I get changed and am given an inadequately small, white towel to cover my body.

The baths attendant is half my size both height and width-wise. Initially, we’re lost in translation. He is bewildered by my presence. I can’t blame him. I shouldn’t be here.

Fortunately, the word massage sounds the same in any language. I lay on a thick Russian accent, and he has a lightbulb moment, leading me through to a dark room, filled by the low growl of obese men snoring.

The attendant urgently taps the shoulder of a lump of body mass and points at me.

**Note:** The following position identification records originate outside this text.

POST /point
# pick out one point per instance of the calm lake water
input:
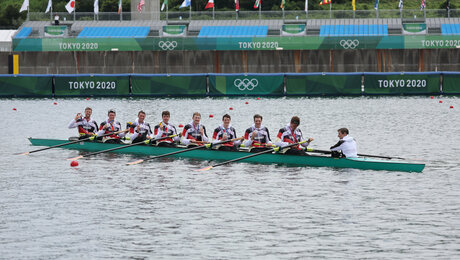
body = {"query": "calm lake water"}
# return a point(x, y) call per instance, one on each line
point(165, 210)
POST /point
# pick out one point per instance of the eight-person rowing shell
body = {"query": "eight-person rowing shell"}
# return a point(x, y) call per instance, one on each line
point(256, 137)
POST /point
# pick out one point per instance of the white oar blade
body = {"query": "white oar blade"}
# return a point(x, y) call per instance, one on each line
point(75, 158)
point(204, 169)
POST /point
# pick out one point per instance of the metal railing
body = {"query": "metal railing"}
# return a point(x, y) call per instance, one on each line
point(249, 15)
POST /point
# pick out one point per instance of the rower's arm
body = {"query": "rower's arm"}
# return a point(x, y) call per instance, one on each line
point(73, 124)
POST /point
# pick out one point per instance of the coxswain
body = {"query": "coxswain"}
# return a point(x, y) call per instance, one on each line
point(87, 127)
point(291, 134)
point(142, 130)
point(346, 147)
point(225, 132)
point(194, 133)
point(111, 126)
point(257, 137)
point(163, 129)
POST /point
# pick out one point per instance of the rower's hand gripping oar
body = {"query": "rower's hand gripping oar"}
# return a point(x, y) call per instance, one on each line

I’m led through to a tiled floor with greening curtains that loosely demarcate booths. It resembles an East German morgue.

In a moment of subconscious masochism, I point to the full body massage.

The obese masseur isn’t wearing a shirt. I can feel his sweaty, brittle, engorged stomach rubbing against my head, as he kneads my back.

My head is locked into the operating table. All I can see is the grimy tiles.

Behind me I hear two voices. He has invited someone into witness the procedure. He seems to be giving a tutorial.

After an hour in the saddle, I’m told to leave. After wandering through some saunas, I get a taxi back to the Orion.

My taxi driver is a young man, about 21.

“Where are you from, sir?” He asks in fluent English.


The son of a female linguistics professor, Asyl has a degree in economics from the local university and speaks fluent Turkish and English. At around 5’6, he wears a pressed, grey polo shirt. A large tribal, wave-like tattoo is splayed out across his neck.

In the car we immediately strike up a rapport, and discuss a range of matters, chiefly women, money and fast cars.

Asyl is shocked I went for a massage on the industrial estate.

“I know very good massage places,” he says.

He describes a range of more exotic-sounding massages, which I decline.

Asyl is not just a taxi driver. He has carved out a role as a fixer for Bishkek’s nascent tourism industry. Whatever you want, Asyl can get.

He describes how he scored a large quantity of cannabis for a party of American bros. Apparently, it’s very difficult to buy drugs in Kyrgyzstan. The police are very strict. Weed is possible. Nothing else.

“Whatever you want, Tom, I can get,” he repeats.

“Could I ride a horse, Asyl?” I ask.

“A horse?”


“Yes. Why not?”

He seems bemused by the idea that someone would want to experience a traditional pastime, rather than smoke weed and drink cheap vodka.

“Meet me tomorrow morning outside your hotel. Early.”

When I get back to the hotel, I can still hear Ben’s cough hacking down the hallway. We’re not going to get out of this city anytime soon.